· cpython ctypes python object structure

Python list object representation

Introduction:

In the previous blog post we were looking at internal representation of Python string objects in memory.

In this article we’ll delve into the C-level details and read the internals of another Python data type - a list.

NOTE: All examples in this post are specific to CPython (Python 3.9) implementation so there is no guarantee that these structures won’t change in future releases. The results may also vary in case of a different platforms and their data models (LP64 or LLP64).

The PyListObject is defined in cpython/Include/cpython/listobject.h file and has the following structure:

typedef struct {
    PyObject_VAR_HEAD
    /* Vector of pointers to list elements.  list[0] is ob_item[0], etc. */
    PyObject **ob_item;

    /* ob_item contains space for 'allocated' elements.  The number
     * currently in use is ob_size.
     * Invariants:
     *     0 <= ob_size <= allocated
     *     len(list) == ob_size
     *     ob_item == NULL implies ob_size == allocated == 0
     * list.sort() temporarily sets allocated to -1 to detect mutations.
     *
     * Items must normally not be NULL, except during construction when
     * the list is not yet visible outside the function that builds it.
     */
    Py_ssize_t allocated;
} PyListObject;

The ob_item structure member holds pointers to the elements of the list and we’ll use ctypes module to re-create the structs in Python:

test.py
#!/usr/bin/env python3

import ctypes
import sys

lst = ["red", "blue", "green"]


class PyListObject(ctypes.Structure):
    _fields_ = [
        ("ob_refcnt", ctypes.c_long),
        ("ob_type", ctypes.c_void_p),
        ("ob_size", ctypes.c_long),
        ("ob_item", ctypes.POINTER(ctypes.c_void_p)),
        ("allocated", ctypes.c_long),
    ]


class PyUnicodeObject(ctypes.Structure):
    _fields_ = [
        ("ob_refcnt", ctypes.c_long),
        ("ob_type", ctypes.c_void_p),
        ("length", ctypes.c_ssize_t),
        ("hash", ctypes.c_ssize_t),
        ("interned", ctypes.c_uint, 2),
        ("kind", ctypes.c_uint, 3),
        ("compact", ctypes.c_uint, 1),
        ("ascii", ctypes.c_uint, 1),
        ("ready", ctypes.c_uint, 1),
    ]


def main():
    pylist_obj = PyListObject.from_address(id(lst))

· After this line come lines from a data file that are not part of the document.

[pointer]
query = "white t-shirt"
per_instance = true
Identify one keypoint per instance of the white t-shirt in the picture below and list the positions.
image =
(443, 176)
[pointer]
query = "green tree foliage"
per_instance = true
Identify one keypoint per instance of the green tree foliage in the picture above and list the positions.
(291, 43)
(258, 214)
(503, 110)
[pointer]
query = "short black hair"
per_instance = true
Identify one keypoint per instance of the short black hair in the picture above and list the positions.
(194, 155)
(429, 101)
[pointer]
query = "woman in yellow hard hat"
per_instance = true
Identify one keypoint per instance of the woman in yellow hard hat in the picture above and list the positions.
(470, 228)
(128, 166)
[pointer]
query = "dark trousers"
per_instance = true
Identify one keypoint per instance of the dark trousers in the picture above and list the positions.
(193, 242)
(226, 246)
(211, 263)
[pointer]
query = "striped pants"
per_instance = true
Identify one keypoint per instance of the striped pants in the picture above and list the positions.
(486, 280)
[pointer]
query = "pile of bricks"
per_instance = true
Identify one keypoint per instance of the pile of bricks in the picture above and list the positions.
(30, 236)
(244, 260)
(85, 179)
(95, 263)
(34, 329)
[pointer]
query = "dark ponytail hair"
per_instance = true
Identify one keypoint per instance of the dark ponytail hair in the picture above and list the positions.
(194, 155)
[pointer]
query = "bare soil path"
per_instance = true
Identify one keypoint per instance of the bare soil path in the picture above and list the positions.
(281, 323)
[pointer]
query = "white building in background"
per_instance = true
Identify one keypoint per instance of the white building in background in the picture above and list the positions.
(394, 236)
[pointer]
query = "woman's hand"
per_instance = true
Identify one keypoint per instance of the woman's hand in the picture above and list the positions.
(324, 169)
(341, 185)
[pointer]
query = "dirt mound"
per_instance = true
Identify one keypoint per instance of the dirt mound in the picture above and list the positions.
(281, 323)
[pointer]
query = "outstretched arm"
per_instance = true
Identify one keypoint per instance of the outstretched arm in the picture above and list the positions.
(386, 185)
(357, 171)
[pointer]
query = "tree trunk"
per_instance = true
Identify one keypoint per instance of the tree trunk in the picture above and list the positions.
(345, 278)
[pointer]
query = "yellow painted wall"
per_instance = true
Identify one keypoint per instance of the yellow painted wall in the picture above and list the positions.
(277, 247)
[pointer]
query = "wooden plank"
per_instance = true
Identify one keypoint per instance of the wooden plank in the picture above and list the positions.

    for idx, s in enumerate(lst):
        addr = pylist_obj.ob_item[idx]
        pyunicode_obj = PyUnicodeObject.from_address(addr)
        s_mem = ctypes.string_at(addr, sys.getsizeof(s))

        print(
            f"{s_mem[-len(s) - 1 : -1].decode()}",
            f"length: {pyunicode_obj.length}",
            f"hash: {pyunicode_obj.hash} ({hash(s)})",
        )


if __name__ == "__main__":
    main()

So, in the example above we read directly from the underlying PyObject objects:

$ python test.py
red length: 3 hash: -2831683529608114332 (-2831683529608114332)
blue length: 4 hash: -1701992703184244183 (-1701992703184244183)
green length: 5 hash: -1362686309841740019 (-1362686309841740019)